Calculating Offsets into the Delphi editor buffer

I have already mentioned the AutoTodo wizard for Delphi when I was trying to contact the Author Peter Laman. He hasn’t responded and nobody could give me any contact information. (Peter, if you ever read this, please contact me using my Google+ profile.)

The animated GIF in that post shows how the new AutoTodo expert in GExperts works. Unfortunately it turned out later that, again, I had overlooked a Unicode issue. If the editor buffer contains any Unicode characters, the offsets for inserting the todos where off by one for each of these characters, so the todos were inserted in the middle of the source code rather than at the empty blocks.

unit bla;
// ä <--- beware, there's a Unicode character here!
interface

implementation

procedure blub;
begi  //TODO 5 -otwm -cEmpty Structure : blub (begin/end in procedure)n
end;

end.

The reason, of course is that starting with Delphi 8 the IDE uses UTF-8 for its editor buffers, so any offsets into these buffers have to take characters into account that take up more than one byte.

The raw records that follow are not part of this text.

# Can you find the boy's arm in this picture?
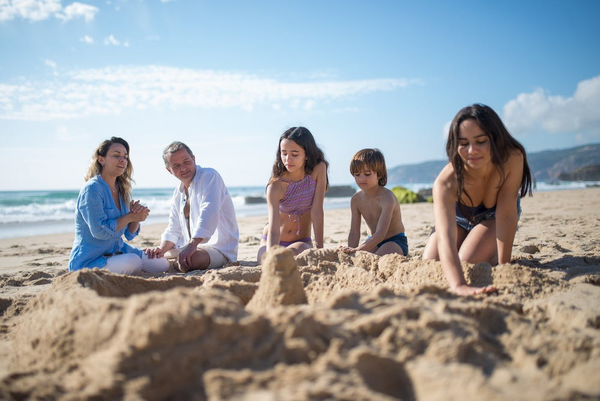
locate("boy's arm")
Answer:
[348,194,361,248]
[356,193,398,251]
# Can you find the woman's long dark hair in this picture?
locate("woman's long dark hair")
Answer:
[269,127,329,188]
[85,136,134,204]
[446,104,534,218]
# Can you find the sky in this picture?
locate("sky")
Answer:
[0,0,600,190]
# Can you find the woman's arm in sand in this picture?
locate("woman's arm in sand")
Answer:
[310,162,327,248]
[496,153,523,264]
[348,193,361,248]
[267,180,285,250]
[433,166,495,295]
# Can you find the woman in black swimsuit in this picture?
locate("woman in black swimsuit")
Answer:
[423,104,532,295]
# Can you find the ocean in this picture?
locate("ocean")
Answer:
[0,181,600,238]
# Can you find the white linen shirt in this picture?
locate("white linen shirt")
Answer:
[161,165,240,262]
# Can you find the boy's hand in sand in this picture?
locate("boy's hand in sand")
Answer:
[144,246,165,259]
[450,284,498,297]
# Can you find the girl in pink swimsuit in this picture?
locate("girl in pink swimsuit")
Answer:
[257,127,329,263]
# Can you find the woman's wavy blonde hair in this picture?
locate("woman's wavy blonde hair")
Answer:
[85,136,134,204]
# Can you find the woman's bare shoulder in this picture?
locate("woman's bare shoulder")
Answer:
[433,163,457,190]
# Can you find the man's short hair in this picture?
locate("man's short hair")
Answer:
[163,141,194,167]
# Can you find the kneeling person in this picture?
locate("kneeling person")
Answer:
[145,142,239,272]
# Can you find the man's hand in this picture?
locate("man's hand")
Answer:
[338,245,356,254]
[179,242,198,272]
[450,284,498,297]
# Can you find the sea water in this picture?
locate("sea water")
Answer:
[0,182,600,238]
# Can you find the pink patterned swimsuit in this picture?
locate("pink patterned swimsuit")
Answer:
[279,175,317,235]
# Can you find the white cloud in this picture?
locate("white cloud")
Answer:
[56,2,98,22]
[0,0,99,22]
[0,66,421,120]
[504,75,600,135]
[79,35,94,45]
[104,35,129,47]
[44,59,56,70]
[104,35,121,46]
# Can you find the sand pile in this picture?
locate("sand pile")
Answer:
[0,248,600,400]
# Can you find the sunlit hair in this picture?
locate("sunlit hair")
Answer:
[85,136,134,204]
[446,104,533,216]
[269,127,329,188]
[163,141,194,167]
[350,149,387,187]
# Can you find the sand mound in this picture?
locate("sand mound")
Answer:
[247,247,306,312]
[0,245,600,400]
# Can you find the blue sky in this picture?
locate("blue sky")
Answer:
[0,0,600,190]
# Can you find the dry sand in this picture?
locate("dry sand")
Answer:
[0,188,600,400]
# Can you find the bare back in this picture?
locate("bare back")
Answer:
[352,187,404,240]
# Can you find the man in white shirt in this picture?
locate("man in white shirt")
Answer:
[144,141,239,272]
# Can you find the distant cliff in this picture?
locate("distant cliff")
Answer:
[388,144,600,184]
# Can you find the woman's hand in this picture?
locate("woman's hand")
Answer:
[144,246,165,259]
[450,284,498,297]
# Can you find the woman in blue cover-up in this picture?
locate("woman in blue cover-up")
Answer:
[69,137,169,274]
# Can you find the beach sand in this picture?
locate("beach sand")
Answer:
[0,188,600,400]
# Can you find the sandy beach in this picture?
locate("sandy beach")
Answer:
[0,188,600,400]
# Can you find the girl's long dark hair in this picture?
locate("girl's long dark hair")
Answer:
[269,127,329,188]
[446,104,534,219]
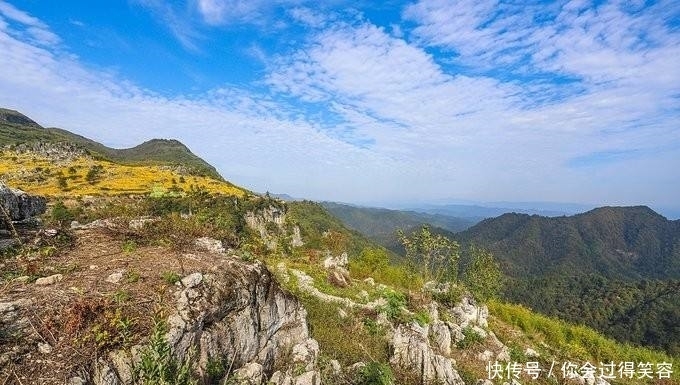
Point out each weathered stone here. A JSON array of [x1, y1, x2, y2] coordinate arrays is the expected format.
[[477, 350, 493, 362], [390, 323, 464, 385], [328, 269, 351, 287], [180, 273, 203, 288], [35, 274, 64, 286], [245, 205, 286, 250], [328, 360, 342, 375], [446, 322, 465, 344], [267, 371, 293, 385], [451, 296, 489, 328], [430, 321, 451, 356], [194, 237, 226, 254], [290, 226, 305, 247], [128, 217, 158, 230], [293, 338, 319, 371], [323, 253, 349, 269], [167, 259, 318, 375], [293, 371, 321, 385], [233, 362, 264, 385], [0, 182, 47, 229]]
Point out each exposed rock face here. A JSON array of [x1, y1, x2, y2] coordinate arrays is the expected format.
[[245, 206, 286, 250], [94, 258, 320, 385], [0, 182, 47, 229], [390, 323, 464, 385], [451, 296, 489, 328]]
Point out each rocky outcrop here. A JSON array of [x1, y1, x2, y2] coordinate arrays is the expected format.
[[245, 205, 304, 250], [390, 323, 464, 385], [245, 205, 286, 249], [95, 258, 320, 385], [0, 182, 47, 229], [450, 295, 489, 328]]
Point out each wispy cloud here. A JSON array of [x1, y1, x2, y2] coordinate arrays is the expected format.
[[133, 0, 204, 52], [0, 0, 680, 204], [0, 1, 61, 46]]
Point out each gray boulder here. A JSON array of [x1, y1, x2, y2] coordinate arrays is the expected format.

The easiest way to do that is not using offsets at all but Line/CharIndex positions as stored in the TOTACharPos record. IOTAEditView provides two methods for converting a TOTACharPos to a buffer offset and vice versa:

type
  IOTAEditView40 = interface(IInterface)
    // ...
    { Converts a linear buffer offset position to a CharPos }
    function PosToCharPos(Pos: Longint): TOTACharPos;
    { Convert a CharPos to a linear buffer offset }
    function CharPosToPos(CharPos: TOTACharPos): Longint;
    // ...
  end;

So, if you want to store any positions, never use the buffer offset but use the CharPos instead.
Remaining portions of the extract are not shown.